Cari Hesap Nedir?

Hukuki işlemlerde, yapılan işlemlerden doğan alacaklar kural olarak derhal ödenmelidir. Ancak bu durum ilke olarak her defasında ayrı ayrı kişiler arasında geçen hukuki işlemlerde geçerli olur. Buna karşın, bazen ticari hayatta kişiler birbirleriyle belirli veya belirsiz sürelerde devamlı surette karşılıklı olarak mal veya hizmet alımı yapar, birbirleriyle karşılıklı olarak para alacaklısı olabilirler.
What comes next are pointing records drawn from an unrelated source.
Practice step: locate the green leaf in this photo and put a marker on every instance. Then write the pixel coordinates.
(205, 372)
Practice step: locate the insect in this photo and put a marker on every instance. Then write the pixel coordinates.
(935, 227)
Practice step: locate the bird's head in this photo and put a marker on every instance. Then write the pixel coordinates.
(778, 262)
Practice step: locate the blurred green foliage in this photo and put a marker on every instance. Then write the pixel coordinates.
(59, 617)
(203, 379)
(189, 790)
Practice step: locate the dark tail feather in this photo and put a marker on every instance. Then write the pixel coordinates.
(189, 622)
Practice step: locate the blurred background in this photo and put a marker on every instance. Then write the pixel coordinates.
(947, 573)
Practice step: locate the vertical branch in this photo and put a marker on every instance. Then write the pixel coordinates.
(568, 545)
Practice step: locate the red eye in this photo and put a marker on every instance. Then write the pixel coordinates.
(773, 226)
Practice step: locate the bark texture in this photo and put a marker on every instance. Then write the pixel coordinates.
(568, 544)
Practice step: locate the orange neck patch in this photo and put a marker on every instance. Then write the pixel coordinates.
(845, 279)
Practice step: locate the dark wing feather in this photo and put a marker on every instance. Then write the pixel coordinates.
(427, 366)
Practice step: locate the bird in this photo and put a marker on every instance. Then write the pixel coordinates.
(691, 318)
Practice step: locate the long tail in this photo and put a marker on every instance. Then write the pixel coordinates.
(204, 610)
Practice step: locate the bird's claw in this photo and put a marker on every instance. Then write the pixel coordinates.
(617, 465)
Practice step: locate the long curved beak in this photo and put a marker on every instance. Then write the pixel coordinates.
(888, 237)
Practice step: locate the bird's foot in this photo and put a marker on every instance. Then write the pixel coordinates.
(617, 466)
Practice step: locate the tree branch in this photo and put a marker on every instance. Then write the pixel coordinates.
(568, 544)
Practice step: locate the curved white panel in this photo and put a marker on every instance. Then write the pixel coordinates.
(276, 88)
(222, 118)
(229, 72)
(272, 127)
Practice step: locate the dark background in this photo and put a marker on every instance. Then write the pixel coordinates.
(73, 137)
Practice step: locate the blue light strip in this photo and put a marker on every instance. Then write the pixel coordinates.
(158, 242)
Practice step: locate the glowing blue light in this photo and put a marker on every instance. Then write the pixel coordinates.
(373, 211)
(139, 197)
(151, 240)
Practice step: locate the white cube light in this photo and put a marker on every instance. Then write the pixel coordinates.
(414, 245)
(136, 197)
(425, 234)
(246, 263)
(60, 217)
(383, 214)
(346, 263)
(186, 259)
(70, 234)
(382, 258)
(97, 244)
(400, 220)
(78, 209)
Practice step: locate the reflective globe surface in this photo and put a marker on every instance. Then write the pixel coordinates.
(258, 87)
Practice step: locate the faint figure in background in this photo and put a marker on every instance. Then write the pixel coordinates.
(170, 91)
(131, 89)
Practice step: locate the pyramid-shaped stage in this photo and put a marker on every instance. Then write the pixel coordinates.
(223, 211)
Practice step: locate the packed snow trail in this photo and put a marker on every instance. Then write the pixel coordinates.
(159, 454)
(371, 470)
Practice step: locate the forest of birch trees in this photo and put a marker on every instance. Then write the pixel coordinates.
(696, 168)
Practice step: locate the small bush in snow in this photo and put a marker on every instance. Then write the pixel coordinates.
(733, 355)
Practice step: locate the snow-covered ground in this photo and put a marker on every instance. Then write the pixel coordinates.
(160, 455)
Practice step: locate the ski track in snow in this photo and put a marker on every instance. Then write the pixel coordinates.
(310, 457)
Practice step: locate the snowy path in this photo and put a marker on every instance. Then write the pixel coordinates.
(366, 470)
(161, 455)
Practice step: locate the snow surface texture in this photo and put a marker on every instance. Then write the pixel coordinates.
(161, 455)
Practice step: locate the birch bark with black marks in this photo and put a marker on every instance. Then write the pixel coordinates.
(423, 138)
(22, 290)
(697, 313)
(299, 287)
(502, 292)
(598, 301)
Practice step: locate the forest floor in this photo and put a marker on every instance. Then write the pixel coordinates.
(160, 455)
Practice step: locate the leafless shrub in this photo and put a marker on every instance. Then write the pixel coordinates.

Bu işlemlerde her defasında ayrı ayrı ödeme ve tahsilat yapılması zaman ve emek masrafına yol açacağından birbirleriyle sürekli bir şekilde mal, hizmet veya para ilişkisi içinde bulunan kişiler arasında her defasında ayrı ayrı ödeme yapma yerine alacakların belli bir hesaba kaydedilerek belli dönemler sonunda bir mahsup yaparak iki taraf açısından tek bir kalem borç çıkarılmasına cari hesap denir.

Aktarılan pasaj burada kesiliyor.